On September 12, 2011, the Georgia Supreme Court adopted Advisory Opinion No. 2010-1 issued by the State Bar of Georgia Standing Committee on the Unauthorized Practice of Law, ending the routine practice among companies with employees working or residing in Georgia of using human resources personnel, clerical employees, or paralegals to answer garnishments in proceedings in Georgia state or superior courts. Specifically, Advisory Opinion No. 2010-1 states that "a nonlawyer who answers for a garnishee other than himself in a proceeding pending in a Georgia court of record is engaged in the unlicensed practice of law." The new rule appears to likewise prohibit in-house lawyers who are not licensed in Georgia from handling garnishments in Georgia state and superior courts. Garnishment proceedings in magistrate courts are not impacted by this decision.

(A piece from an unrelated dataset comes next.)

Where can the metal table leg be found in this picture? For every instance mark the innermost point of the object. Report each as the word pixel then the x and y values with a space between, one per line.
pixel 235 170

There is hope, however, that the significant burden that the Supreme Court's decision places on corporate employers doing business in Georgia could be short-lived. At the same time that the Georgia Supreme Court adopted Advisory Opinion No. 2010-1, Justice David Nahmias issued a concurring opinion in which he pointed out that a statutory change might alleviate the negative effects that the Advisory Opinion may have on businesses dealing with routine garnishment proceedings, and stated that businesses with Georgia employees "should understand that today's decision leaves them free to seek such a remedy from . . . the Judicial Council or the General Assembly."

In the meantime, companies with employees working or residing in Georgia should reexamine their garnishment processes and ensure that they are complying with the state Supreme Court's decision. Indeed, failure to comply with the decision will have potentially serious consequences, including the entry of default in a garnishment proceeding -- a result that can shift the entirety of the employee's debt to the employer -- and could lead to criminal and civil sanctions for the unauthorized practice of law. To avoid these potential pitfalls, it is essential for companies with Georgia employees to have a licensed Georgia attorney review and sign garnishments filed in Georgia state and superior courts.